Secondo Gavino Mariotti, Rettore dell’Università di Sassari, «l’ Università ha il dovere di essere di supporto al territorio sotto il profilo scientifico e sociale, sostenendo le iniziative come questa, funzionali alla crescita e allo sviluppo del sistema Sardegna. Oggi sentiamo che si sta pensando di portare le scorie nucleari in Sardegna, ma noi abbiamo bisogno di difendere l’ambiente e le peculiarità identitarie della nostra Isola che ha un patrimonio archeologico ricchissimo. So che non è un cammino semplice quello del riconoscimento Unesco, ma le università sono a completa disposizione».
Per l’Università di Sassari è intervenuta alla conferenza stampa anche la professoressa Anna Depalmas, archeologa, componente del comitato scientifico dell’associazione “Sardegna verso l’Unesco”. «Si tratta di un’occasione importante per mettere in atto un’auspicata specifica sinergia tra le Università, la Regione, il Ministero competente, le associazioni di cittadini e tutta la compagine territoriale rappresentata dai tanti comuni che già hanno dato segnali di adesione, per un obiettivo fondamentale quale la corretta restituzione e la manifestazione del valore intrinseco del patrimonio archeologico della Sardegna e, in particolare, dei nuraghi – ha dichiarato Anna Depalmas –
Questa è un’opportunità per mettere a sistema tutti i dati raccolti nel tempo dall’Università di Sassari attraverso le tesi di laurea e gli studi dei nostri studenti e ricercatori, perseguendo la finalità della conoscenza, nostra missione primaria, in questo campo in cui si è già tanto operato, lasciando certamente molte lacune, che solo le nuove ricerche possono colmare. Per fare questo occorrono risorse che consentano ai giovani archeologi formati dalle nostre università di completare le indagini territoriali e di procedere con le ricerche di scavo e di redazione dei repertori per fare sì che si giunga finalmente anche alla definizione dell’entità numerica e alla classificazione tipologica dei nuraghi sardi, opera auspicata e intrapresa all’alba dell’Unità d’Italia e non ancora portata a compimento·»

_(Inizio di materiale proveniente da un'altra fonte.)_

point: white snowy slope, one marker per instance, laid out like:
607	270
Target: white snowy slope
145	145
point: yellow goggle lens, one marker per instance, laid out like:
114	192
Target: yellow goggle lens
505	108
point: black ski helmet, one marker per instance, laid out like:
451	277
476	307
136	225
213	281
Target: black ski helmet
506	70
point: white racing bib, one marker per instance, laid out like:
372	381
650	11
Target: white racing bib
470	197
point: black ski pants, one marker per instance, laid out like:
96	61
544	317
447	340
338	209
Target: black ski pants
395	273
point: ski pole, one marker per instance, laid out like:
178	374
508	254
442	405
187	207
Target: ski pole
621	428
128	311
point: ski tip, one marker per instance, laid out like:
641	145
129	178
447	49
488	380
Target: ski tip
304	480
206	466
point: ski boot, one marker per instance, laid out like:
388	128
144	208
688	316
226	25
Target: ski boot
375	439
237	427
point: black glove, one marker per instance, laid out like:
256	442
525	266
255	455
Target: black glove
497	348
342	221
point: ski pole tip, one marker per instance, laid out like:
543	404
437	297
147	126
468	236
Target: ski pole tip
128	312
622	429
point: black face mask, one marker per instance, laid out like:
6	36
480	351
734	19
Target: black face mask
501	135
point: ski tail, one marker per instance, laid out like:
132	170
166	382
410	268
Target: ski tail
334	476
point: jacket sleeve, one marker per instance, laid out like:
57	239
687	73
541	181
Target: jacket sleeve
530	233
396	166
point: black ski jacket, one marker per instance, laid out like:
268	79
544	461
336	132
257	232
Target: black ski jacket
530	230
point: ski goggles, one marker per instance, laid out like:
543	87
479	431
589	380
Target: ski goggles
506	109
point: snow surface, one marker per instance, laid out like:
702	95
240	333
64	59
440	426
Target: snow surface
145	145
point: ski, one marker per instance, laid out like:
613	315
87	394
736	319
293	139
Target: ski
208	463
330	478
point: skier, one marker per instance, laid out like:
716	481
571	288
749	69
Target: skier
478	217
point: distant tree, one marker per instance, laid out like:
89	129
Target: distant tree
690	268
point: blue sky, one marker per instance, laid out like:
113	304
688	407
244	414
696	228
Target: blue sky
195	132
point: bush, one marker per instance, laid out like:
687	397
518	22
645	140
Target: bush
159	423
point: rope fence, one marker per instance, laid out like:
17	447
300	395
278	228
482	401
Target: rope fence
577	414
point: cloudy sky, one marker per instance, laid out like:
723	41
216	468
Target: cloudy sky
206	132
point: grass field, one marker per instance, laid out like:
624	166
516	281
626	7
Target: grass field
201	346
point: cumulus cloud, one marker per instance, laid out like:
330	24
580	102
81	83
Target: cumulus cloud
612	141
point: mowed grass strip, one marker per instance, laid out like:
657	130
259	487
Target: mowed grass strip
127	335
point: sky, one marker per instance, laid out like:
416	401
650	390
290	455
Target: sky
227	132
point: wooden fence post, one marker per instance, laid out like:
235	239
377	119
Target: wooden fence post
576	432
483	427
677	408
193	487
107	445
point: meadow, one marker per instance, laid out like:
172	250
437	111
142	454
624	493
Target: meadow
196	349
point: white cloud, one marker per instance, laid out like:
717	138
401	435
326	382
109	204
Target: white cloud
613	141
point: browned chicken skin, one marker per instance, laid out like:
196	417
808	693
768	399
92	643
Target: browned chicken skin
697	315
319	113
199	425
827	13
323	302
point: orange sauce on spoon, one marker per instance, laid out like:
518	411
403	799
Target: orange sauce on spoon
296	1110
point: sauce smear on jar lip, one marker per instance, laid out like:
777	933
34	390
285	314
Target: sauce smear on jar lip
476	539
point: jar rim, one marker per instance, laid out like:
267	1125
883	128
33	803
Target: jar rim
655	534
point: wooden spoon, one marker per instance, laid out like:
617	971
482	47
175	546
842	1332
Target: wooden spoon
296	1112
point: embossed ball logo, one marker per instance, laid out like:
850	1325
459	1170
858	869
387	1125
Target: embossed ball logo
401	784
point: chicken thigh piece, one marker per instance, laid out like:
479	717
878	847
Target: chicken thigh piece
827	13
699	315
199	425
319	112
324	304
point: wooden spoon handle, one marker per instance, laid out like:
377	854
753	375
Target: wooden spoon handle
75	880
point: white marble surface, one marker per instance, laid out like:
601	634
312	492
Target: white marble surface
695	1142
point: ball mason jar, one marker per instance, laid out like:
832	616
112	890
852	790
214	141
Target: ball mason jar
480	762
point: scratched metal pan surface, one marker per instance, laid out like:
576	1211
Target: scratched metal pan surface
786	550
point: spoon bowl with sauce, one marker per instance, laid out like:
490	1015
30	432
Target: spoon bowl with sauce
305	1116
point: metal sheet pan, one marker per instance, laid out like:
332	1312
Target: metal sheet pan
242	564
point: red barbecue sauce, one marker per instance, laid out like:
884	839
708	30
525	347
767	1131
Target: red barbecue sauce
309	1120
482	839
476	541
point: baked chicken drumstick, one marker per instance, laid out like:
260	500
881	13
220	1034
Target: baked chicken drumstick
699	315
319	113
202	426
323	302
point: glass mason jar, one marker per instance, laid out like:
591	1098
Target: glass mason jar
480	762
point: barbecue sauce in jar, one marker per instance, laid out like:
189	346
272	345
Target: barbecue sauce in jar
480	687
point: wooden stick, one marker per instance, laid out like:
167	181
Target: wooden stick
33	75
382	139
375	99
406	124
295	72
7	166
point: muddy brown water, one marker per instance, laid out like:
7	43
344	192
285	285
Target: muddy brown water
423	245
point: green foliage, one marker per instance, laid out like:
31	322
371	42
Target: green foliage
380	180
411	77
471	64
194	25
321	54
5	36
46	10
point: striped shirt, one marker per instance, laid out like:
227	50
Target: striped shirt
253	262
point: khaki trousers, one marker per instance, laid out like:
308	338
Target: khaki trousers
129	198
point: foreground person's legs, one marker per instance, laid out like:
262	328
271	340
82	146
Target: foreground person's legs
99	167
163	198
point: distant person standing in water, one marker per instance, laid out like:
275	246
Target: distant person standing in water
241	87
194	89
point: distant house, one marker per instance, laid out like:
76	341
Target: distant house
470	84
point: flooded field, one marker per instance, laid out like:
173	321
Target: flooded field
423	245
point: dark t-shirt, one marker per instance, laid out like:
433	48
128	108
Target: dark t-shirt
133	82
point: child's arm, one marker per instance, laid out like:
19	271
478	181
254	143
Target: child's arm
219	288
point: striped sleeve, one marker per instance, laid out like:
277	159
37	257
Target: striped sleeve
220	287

«L’interesse di UniCa per la protostoria è ben conosciuta, e ha antiche radici – ha detto Riccardo Cicilloni, docente di Preistoria e Protostoria all’Università di Cagliari -. Il maestro è stato Giovanni Lilliu che ha iniziato una tradizione proseguita negli anni con Enrico Atzeni, che tanti scavi ha fatto, Giuseppa Tanda, che ha promosso studi molto importanti sulla civiltà nuragica, fino ai giorni nostri con il sottoscritto e Carlo Lugliè. Come Università di Cagliari uniamo le varie missioni, dalla ricerca alla didattica. Tanti studenti si formano negli scavi che seguiamo, conoscendo dal vivo questa civiltà importantissima per tutto il Mediterraneo. Una serie di nostre iniziative parlano di ‘archeologia pubblica’, tipiche di un Ateneo che si apre: è uno degli obiettivi su cui il Rettore Maria Del Zompo ha puntato da subito nel suo mandato. L’Università che si apre e mette a disposizione del grande pubblico le conoscenze che man mano si consolidano.»